As promised, here are my comments to the Department of Justice, in regard to their proposed delay in implementation of the access regulations for pools and spas. Feel free to use any part of it you desire for your own comments. You can submit them here, but do it today, because we only have until April 4, 2012
To Whom it May Concern
As a travel writer who has covered accessible travel exclusively for the past 16 years, I am dismayed and disappointed at the 60 day delay for implementation of the new pool and spa access regulations. And my readers feel the same way. The prevailing mantra seems to be “We’ve already waited 22 years — why do we have to endure more delays?”
And I agree, and strongly oppose the 180 day extension for implementation. For several reasons.
- First and foremost, the lodging industry is not acting in good faith. They don’t want a delay to promote the “clear and consistent application of the requirements”. They want a delay so they can ramp up their legal machine and fight these regulations in court and in congress. This requested delay is just a stall tactic.

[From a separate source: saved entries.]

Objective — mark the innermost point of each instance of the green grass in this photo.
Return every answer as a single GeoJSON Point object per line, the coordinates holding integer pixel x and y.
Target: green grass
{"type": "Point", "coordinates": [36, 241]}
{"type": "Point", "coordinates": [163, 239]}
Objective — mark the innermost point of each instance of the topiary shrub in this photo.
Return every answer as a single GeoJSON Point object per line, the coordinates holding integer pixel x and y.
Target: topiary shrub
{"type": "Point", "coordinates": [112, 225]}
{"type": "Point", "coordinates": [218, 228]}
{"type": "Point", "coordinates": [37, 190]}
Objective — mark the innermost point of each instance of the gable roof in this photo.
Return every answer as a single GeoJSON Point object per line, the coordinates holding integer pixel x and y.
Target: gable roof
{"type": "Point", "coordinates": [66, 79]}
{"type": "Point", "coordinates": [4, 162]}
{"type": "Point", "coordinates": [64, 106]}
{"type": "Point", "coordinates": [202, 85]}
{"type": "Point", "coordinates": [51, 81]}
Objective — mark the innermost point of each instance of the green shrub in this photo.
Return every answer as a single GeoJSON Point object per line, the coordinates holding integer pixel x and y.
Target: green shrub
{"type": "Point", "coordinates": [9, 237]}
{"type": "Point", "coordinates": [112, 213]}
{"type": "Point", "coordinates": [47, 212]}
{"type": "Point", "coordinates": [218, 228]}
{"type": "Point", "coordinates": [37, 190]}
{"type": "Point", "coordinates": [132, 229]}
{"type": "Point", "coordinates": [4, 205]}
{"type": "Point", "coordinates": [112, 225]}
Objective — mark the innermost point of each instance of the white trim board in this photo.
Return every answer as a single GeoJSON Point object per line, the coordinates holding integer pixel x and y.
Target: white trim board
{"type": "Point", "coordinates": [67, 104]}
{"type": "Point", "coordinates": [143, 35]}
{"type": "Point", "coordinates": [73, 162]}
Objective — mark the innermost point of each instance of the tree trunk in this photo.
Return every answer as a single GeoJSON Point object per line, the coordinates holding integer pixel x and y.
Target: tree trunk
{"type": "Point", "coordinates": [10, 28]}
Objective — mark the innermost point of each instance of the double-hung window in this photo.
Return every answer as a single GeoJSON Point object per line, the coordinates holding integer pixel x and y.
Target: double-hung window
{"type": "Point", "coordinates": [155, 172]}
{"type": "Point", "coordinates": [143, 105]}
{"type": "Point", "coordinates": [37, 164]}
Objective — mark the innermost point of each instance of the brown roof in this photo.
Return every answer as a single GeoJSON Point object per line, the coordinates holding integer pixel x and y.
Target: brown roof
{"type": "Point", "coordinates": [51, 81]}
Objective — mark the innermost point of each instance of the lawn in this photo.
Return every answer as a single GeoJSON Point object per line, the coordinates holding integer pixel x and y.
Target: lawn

- Any delay would be inequitable to the property owners who have already planned ahead and installed the needed access modification on their pools. I remember one small innkeeper asking me last fall, “Why are these properties waiting so long to comply? What are they going to do when March 15 rolls around?” I couldn’t answer her question then, but I can now. They never intended to comply.
- It’s high time to provide independent access to swimming pools and spas. Shared lifts and portable lifts are not acceptable. People deserve independent access. I urge you to keep those parts of the regulations in place. People shouldn’t have to make advance arrangements just to take a quick dip in the pool. Able-bodied guests have independent access, so why shouldn’t disabled guests be granted that same right?
- If property owners are worried about the liability factor for fixed lifts, they just need to add signage to their pool rules, releasing them from liability and telling guests not to play or climb on the lifts. That’s what they do in regards to the “no lifeguard on duty” situation. Truly, swimming pools present a number of potential dangers, the least of which are unattended pool lifts. Again, I urge you to keep the regulations in place for fixed pool lifts, as portable lifts are usually hard to locate and in ill repair. Ask anyone who has ever requested the use of a portable lift. It always seems to be “not working” on that day. The regulations, as drafted, addressed this problem and I’d like to see them stand.
Last but certainly not least, the lodging industry knew that pool and spa access was inevitable and quite frankly they should have planned better for it. Again, it’s been 22 years — it’s time. In fact, it’s way past time. Please implement the regulations as written as soon as possible. We’ve had enough delays already.
Thank you for the consideration of my comments.